Discussion of Google Scan Plan Heats Up on Blogs:
Now this is why we love the Blogosphere. In launching his blog, University of Michigan’s (UM) dean of libraries Paul Courant recently offered a spirited defense of UM’s somewhat controversial scan plan with Google. That post drew quite a few comments, and a direct response from Siva Vaidhyanathan the author, blogger, and University of Virginia professor currently writing the Googlization of Everything online at the Institute for the Future of the Book; that of course drew a response from Courant. The result?
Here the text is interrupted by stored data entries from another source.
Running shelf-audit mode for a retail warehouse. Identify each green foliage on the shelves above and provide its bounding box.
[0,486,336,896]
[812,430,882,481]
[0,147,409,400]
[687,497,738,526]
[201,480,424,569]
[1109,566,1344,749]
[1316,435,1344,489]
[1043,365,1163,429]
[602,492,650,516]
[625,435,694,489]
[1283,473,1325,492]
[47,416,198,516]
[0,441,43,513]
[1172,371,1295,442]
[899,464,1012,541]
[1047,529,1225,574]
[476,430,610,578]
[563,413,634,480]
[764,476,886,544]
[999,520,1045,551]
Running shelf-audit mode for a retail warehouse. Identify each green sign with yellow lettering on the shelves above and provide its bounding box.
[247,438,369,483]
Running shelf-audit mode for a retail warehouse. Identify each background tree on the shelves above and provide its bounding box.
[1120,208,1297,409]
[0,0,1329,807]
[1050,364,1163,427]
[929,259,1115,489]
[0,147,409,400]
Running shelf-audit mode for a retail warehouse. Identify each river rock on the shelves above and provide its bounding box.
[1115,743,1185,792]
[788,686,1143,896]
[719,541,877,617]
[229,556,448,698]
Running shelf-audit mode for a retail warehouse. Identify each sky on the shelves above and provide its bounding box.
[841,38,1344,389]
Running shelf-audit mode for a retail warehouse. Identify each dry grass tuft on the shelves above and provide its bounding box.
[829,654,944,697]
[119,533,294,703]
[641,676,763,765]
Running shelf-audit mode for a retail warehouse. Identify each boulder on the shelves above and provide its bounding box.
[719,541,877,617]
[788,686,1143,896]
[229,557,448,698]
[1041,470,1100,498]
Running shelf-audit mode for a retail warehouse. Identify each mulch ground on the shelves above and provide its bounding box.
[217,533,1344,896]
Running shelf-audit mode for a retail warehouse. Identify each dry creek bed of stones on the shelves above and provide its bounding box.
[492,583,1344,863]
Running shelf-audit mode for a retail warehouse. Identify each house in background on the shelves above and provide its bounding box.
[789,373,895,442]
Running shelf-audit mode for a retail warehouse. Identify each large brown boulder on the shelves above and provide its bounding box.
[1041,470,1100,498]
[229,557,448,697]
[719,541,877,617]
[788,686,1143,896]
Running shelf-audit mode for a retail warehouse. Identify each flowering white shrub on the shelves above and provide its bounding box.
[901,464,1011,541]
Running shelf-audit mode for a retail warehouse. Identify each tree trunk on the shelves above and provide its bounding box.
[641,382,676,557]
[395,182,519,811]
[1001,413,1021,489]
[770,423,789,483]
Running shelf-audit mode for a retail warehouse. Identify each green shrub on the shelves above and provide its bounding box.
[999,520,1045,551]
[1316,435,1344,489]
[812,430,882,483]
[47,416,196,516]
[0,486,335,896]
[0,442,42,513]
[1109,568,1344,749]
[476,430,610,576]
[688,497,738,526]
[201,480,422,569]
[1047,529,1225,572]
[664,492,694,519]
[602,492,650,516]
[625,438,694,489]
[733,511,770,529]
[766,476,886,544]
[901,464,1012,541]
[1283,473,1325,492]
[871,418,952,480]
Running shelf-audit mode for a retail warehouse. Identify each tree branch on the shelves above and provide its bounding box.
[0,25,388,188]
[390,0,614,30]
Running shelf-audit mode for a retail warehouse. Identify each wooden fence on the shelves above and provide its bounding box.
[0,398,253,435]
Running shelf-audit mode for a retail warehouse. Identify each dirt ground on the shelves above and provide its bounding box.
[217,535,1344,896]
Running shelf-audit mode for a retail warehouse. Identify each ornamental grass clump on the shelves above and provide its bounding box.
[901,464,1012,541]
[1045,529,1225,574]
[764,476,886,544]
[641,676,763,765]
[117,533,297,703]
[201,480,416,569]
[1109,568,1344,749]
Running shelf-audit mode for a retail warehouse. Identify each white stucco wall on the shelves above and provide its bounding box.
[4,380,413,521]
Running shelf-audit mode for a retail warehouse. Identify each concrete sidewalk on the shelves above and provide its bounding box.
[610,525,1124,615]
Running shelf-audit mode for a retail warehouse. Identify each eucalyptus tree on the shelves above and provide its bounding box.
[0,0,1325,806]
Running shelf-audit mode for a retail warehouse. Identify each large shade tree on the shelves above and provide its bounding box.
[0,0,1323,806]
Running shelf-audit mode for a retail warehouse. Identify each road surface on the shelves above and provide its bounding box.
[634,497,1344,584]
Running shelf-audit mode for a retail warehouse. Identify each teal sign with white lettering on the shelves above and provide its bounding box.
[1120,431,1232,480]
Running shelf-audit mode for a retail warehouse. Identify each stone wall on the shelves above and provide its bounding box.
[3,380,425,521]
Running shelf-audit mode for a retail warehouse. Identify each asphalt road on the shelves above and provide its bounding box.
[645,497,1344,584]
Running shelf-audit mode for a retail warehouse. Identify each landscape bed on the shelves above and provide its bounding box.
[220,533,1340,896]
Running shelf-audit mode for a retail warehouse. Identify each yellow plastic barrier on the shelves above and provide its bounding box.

A lively and illuminating dialog on Google’s book scanning efforts.

siva on kindle

Thoughtful comments from Siva Vaidhyanathan on the Kindle:

As far as the dream of textual connectivity and annotations — making books more “Webby” — we don’t need new devices to do that. Nor do we need different social processes. But we do need better copyright laws to facilitate such remixes and critical engagement.
So consider this $400 device from Amazon. Once you drop that cash, you still can’t get books for the $9 cost of writing, editing, and formating. You still pay close to the $30 physical cost that includes all the transportation, warehousing, taxes, returns, and shoplifting built into the price. You can only use Amazon to get texts, thus locking you into a service that might not be best or cheapest. You can only use Sprint to download texts or get Web information. You can’t transfer all you linking and annotating to another machine or network your work. If the DRM fails, you are out of luck. If the device fails, you might not be able to put your library on a new device.
All the highfallutin’ talk about a new way of reading leading to a new way of writing ignores some basic hard problems: the companies involved in this effort do not share goals. And they do not respect readers or writers.
I say we route around them and use these here devices — personal computers — to forge better reading and writing processes.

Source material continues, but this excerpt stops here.